An advantage of the SOF/VEL regimen is that a protease inhibitor, which may cause hepatopathy, is not included. We also observed no increases in the transaminase levels in this study. Increased total bilirubin was observed in one patient, but the relationship between this result and the drugs is unclear; perhaps, the treatment was administered during naturally-occurring deterioration.

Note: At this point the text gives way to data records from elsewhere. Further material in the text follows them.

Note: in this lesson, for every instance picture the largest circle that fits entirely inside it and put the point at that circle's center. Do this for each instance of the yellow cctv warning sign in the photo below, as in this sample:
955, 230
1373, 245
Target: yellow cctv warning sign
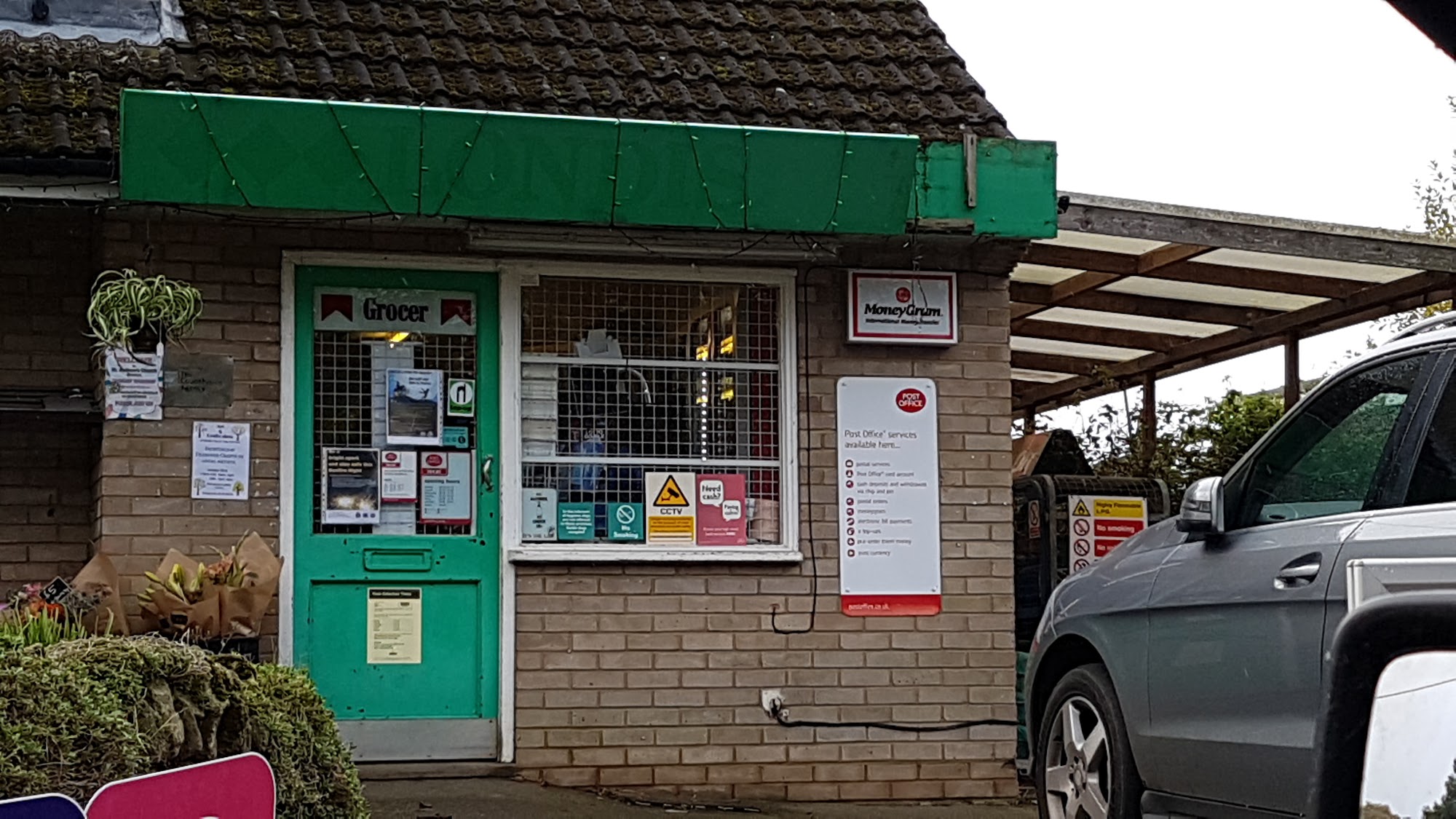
670, 515
672, 494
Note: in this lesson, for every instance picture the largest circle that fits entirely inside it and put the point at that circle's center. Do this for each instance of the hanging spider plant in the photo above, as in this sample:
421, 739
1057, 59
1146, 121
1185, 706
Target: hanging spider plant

In our real-world cohort, treatment was prematurely discontinued due to cholecystitis and esophageal varices rupture. Specifically, patients with advanced decompensated cirrhosis may be vulnerable to acute infection, which can be difficult to treat or control. Uncontrollable or rapidly progressive infections could impair the functioning of the liver and other organs, resulting in multiple organ failure. In our study, acute cholecystitis followed by sepsis and spontaneous bacterial peritonitis caused or triggered patient deaths. Therefore, physicians and patients must pay scrupulous attention to HCV and acute infections. The Japanese phase 3 study also reported esophageal varices rupture during treatment [21]; in our study, the two patients with variceal rupture had esophageal varices ≥ grade 2 with or without red signs and had not undergone endoscopic treatment before SOF/VEL. These results suggest that advanced treatment for esophageal varices should be considered for such patients prior to SOF/VEL. Our results indicate no association between SOF/VEL and acute infections or esophageal varices rupture.

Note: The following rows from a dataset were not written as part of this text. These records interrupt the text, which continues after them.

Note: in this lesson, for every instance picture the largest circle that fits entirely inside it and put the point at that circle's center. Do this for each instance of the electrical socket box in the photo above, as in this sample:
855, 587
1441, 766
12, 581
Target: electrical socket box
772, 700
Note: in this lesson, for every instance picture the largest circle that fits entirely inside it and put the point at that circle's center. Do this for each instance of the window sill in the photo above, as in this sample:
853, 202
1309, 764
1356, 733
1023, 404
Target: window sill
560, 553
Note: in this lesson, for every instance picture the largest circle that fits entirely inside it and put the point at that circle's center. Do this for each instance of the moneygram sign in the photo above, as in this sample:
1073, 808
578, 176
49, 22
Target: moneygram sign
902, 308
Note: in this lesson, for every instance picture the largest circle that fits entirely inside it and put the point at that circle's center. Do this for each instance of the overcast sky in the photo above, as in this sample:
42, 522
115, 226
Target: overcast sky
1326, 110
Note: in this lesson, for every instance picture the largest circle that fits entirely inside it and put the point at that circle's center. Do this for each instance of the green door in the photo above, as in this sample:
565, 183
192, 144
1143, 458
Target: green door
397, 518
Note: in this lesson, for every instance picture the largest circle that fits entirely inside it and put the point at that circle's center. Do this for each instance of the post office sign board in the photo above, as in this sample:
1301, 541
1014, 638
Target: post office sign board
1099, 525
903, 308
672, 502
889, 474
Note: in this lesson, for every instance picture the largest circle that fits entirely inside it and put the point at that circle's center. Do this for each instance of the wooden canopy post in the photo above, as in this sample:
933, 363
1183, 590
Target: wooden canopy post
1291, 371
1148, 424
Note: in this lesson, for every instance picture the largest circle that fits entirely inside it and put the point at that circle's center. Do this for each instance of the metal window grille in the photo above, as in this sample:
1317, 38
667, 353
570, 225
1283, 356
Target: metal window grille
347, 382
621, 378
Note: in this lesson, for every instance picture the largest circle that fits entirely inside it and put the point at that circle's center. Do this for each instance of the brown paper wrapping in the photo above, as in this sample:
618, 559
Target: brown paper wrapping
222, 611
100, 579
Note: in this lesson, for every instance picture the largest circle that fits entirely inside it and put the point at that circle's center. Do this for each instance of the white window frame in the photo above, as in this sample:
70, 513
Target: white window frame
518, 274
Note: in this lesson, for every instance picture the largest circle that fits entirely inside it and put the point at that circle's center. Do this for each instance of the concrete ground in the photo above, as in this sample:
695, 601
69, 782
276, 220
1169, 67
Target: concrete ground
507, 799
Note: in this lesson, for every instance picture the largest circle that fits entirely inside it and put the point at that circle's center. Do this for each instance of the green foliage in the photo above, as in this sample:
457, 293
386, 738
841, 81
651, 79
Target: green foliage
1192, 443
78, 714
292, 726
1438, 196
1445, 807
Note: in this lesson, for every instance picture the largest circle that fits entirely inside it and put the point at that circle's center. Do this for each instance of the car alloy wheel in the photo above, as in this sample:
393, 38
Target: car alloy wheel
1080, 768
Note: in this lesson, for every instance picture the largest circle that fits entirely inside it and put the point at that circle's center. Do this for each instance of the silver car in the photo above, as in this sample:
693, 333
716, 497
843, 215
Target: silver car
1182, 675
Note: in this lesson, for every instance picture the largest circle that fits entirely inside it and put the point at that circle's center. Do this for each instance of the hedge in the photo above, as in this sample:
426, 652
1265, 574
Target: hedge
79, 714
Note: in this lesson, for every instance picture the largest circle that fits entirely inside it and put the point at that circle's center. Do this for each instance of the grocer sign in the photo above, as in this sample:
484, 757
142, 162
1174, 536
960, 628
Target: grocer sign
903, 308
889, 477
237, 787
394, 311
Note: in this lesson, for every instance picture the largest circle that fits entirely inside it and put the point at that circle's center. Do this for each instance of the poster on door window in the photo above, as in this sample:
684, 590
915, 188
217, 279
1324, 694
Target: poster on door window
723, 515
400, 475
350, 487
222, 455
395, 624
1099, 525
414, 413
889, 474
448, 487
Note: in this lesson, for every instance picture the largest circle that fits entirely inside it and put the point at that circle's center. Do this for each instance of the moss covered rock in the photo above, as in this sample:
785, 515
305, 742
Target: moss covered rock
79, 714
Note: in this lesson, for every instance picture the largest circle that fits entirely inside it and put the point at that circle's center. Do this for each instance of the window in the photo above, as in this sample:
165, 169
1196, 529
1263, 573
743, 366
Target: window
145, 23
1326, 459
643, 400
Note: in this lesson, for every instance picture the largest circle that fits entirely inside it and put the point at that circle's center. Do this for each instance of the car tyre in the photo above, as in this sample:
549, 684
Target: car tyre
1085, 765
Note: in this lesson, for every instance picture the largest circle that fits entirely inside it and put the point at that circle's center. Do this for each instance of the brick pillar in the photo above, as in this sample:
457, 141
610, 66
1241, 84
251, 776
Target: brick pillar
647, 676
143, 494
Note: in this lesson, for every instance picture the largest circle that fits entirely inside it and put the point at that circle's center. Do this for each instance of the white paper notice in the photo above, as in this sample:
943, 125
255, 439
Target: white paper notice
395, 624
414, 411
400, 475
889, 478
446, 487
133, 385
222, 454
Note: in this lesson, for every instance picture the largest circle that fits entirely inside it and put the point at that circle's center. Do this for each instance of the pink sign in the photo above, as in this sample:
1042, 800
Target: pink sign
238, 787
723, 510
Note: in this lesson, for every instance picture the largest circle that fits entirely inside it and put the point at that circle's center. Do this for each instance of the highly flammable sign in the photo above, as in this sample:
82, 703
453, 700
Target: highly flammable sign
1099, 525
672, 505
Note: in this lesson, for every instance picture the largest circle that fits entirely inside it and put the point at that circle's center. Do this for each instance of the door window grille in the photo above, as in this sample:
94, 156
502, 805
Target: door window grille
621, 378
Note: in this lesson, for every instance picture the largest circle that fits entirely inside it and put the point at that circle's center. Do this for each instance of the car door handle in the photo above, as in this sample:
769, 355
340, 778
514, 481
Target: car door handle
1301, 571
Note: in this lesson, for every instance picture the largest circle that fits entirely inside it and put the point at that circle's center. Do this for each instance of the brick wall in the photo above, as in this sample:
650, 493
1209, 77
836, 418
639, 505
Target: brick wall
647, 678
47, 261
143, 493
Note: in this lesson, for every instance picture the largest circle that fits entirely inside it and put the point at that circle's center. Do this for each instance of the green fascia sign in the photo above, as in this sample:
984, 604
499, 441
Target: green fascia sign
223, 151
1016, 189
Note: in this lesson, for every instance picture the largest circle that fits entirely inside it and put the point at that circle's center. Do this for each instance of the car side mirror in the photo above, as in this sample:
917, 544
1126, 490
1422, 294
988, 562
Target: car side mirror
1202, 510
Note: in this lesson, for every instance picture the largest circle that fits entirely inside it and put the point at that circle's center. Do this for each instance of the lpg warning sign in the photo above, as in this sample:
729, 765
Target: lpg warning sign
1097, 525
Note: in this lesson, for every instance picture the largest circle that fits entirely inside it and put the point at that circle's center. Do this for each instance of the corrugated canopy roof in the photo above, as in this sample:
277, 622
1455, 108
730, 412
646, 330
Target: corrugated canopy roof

The current study has some limitations. First, the sample size was small, although it did exceed the sample size of previous phase 3 studies [13, 21]. Second, this was an open-label study. Third, the mid- and long-term effects of achieving SVR with SOF/VEL on the liver functional reserve, health-related quality of life, and prognosis remain unclear. Finally, the RASs at baseline and relapse were analyzed in patients with virologic failure, but the pre-existing RASs to SOF/VEL were not analyzed in all the patients.

Conclusion

This prospective, multicenter study demonstrated the high efficacy, acceptable safety, and good tolerability of 12-week SOF/VEL in decompensated cirrhotic patients with genotypes 1 and 2 in real-world clinical practice. The achievement of SVR not only restored the liver functional reserve but also reduced or spared the use of diuretics and BCAA preparations for the treatment of complications over a short term of 24 weeks.